En este sentido, como una importante medida de emergencia, los diputados nacionales del Frente de Izquierda, Nicolás del Caño y Romina del Plá, a la vez que denuncian el cierre del Congreso Nacional, han presentado un proyecto de ley de impuesto extraordinario a los grandes patrimonios y a las altas rentas.

El mismo, a través de afectar los intereses de una pequeña minoría, que son los dueños del país (15.000 personas), busca recaudar 15 mil millones de dólares para crear un fondo de emergencia “destinado a financiar todas las acciones necesarias en materia sanitaria, económica y social para mitigar las consecuencias de la pandemia del COVD-19”, incluyendo la adquisición de materiales sanitarios, un ingreso de cuarentena de $ 30.000 para todos los que se quedaron sin ingresos y comenzar la construcción de viviendas para quienes se encuentran en situación de hacinamiento crítico.

Esta medida de emergencia es parte de las que viene presentando el Frente de Izquierda desde el comienzo de la crisis, junto con otras como la prohibición efectiva de despidos, suspensiones y rebajas salariales o el cese del pago de la deuda externa. O la necesaria centralización del sistema de salud, bajo control de sus trabajadores, mientras dure la emergencia.
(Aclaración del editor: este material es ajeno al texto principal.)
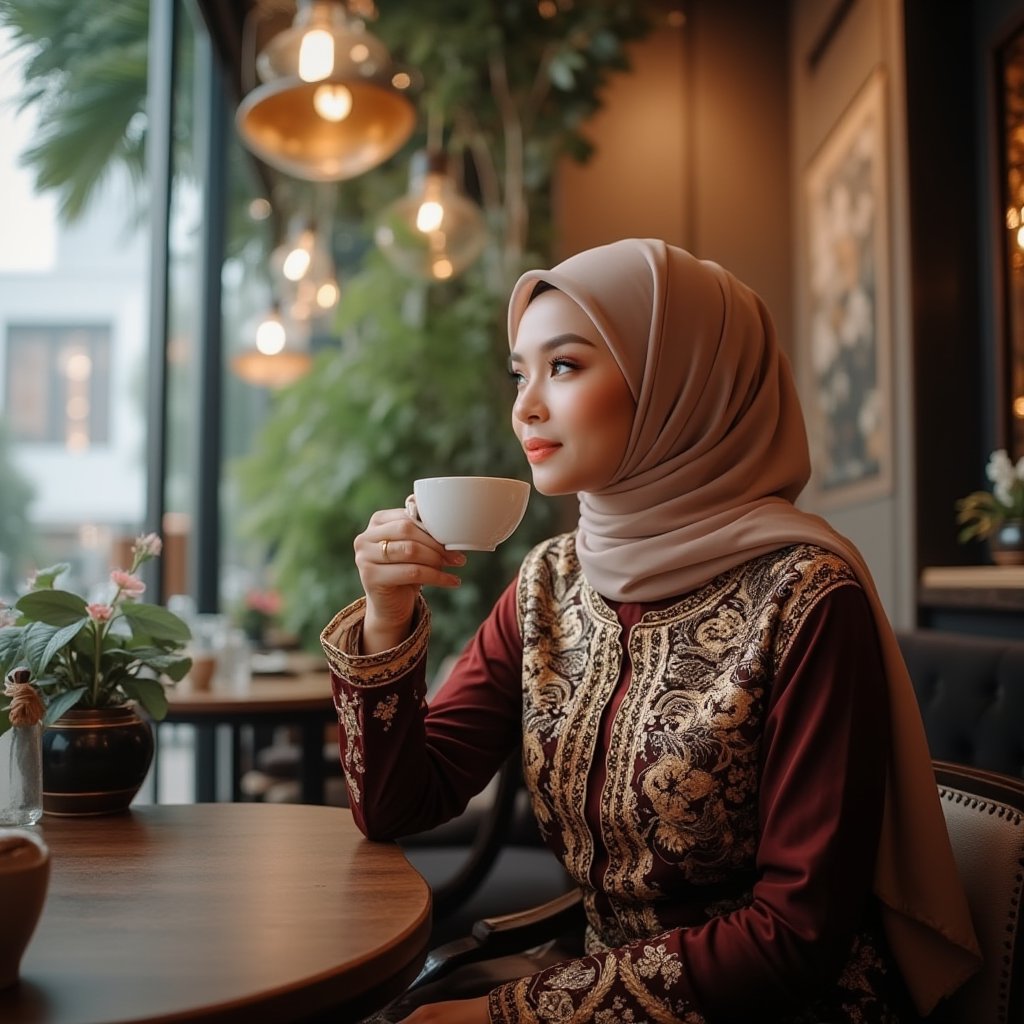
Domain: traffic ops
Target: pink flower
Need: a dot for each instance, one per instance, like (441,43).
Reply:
(129,585)
(148,546)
Para luchar por esta perspectiva, en el marco de una crisis de magnitud histórica y de carácter internacional, se hace más urgente que nunca dar saltos en la construcción de una alternativa política de los trabajadores nacional e internacional, para que la crisis la paguen los capitalistas.

Estas y otras banderas levantaremos una vez más, este 1 de Mayo, en un nuevo Día Internacional de los Trabajadores.